Domingo, 22 de diciembre de 2024

Religión en Libertad

Sesenta años de trabajo en la viña


Los oficiales del partido nazi dijeron al joven Joseph que sería mejor que pensara en otro oficio, ya que los sacerdotes serían innecesarios en la nueva Alemania que el Tercer Reich estaba construyendo.

por José Luis Restán

Opinión

Los oficiales del partido nazi dijeron al joven Joseph que sería mejor que pensara en otro oficio, ya que los sacerdotes serían innecesarios en la nueva Alemania que el Tercer Reich estaba construyendo.
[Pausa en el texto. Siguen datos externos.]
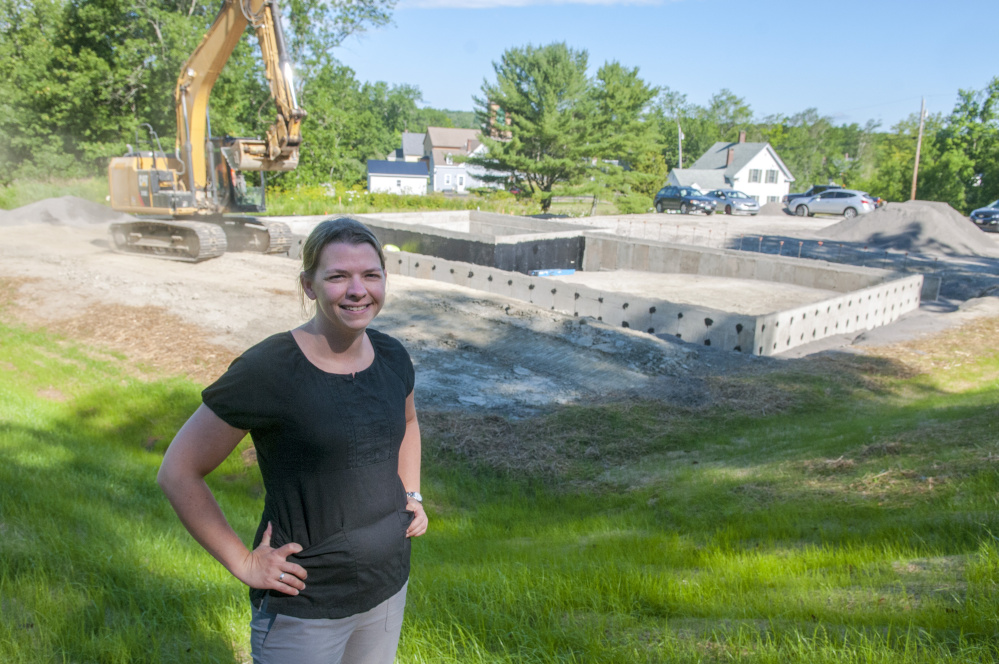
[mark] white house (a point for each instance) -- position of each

Y es de suponer que un rumor entre travieso y malvado recorrería las filas de aquellos adolescentes: ¿a quién se le ocurre hacerse cura en estos tiempos?

Por lo que se ve, Joseph resistió la andanada. Sabía que en aquellos tiempos oscuros iba a ser difícil llevar adelante su vocación, desconocía el modo concreto en que podría dibujarse esa aventura mientras el fuego y la metralla devoraban Europa y el terror se apoderaba de la tierra en la que había nacido. Y sin embargo, en su mente inquieta y en su corazón sensible maduraba aquella llamada. No sólo era preciso desoír la advertencia de los funcionarios del poder, es que la inhumanidad creciente que ellos representaban requería la respuesta de Joseph: sí, más que nunca, ahora quiero ser sacerdote.

Podría decirse que existe una relación directamente proporcional entre la inhumanidad, el vacío y el horror de un tiempo histórico, y la urgencia dramática de que aparezca la flor del sacerdocio, como profecía de la verdad y como fuente de la curación del hombre. Es curioso que algo más hacia el Este, en Cracovia, otro joven llamado Karol hubiese de afrontar por esas fechas la incomprensión e incluso el escándalo de sus compañeros de resistencia, que no entendían que dejase las armas de la subversión política y militar por las del sacerdocio clandestino. Ya entonces convergieron misteriosamente estas dos vidas, las de Karol y Joseph. Misterios de la Providencia.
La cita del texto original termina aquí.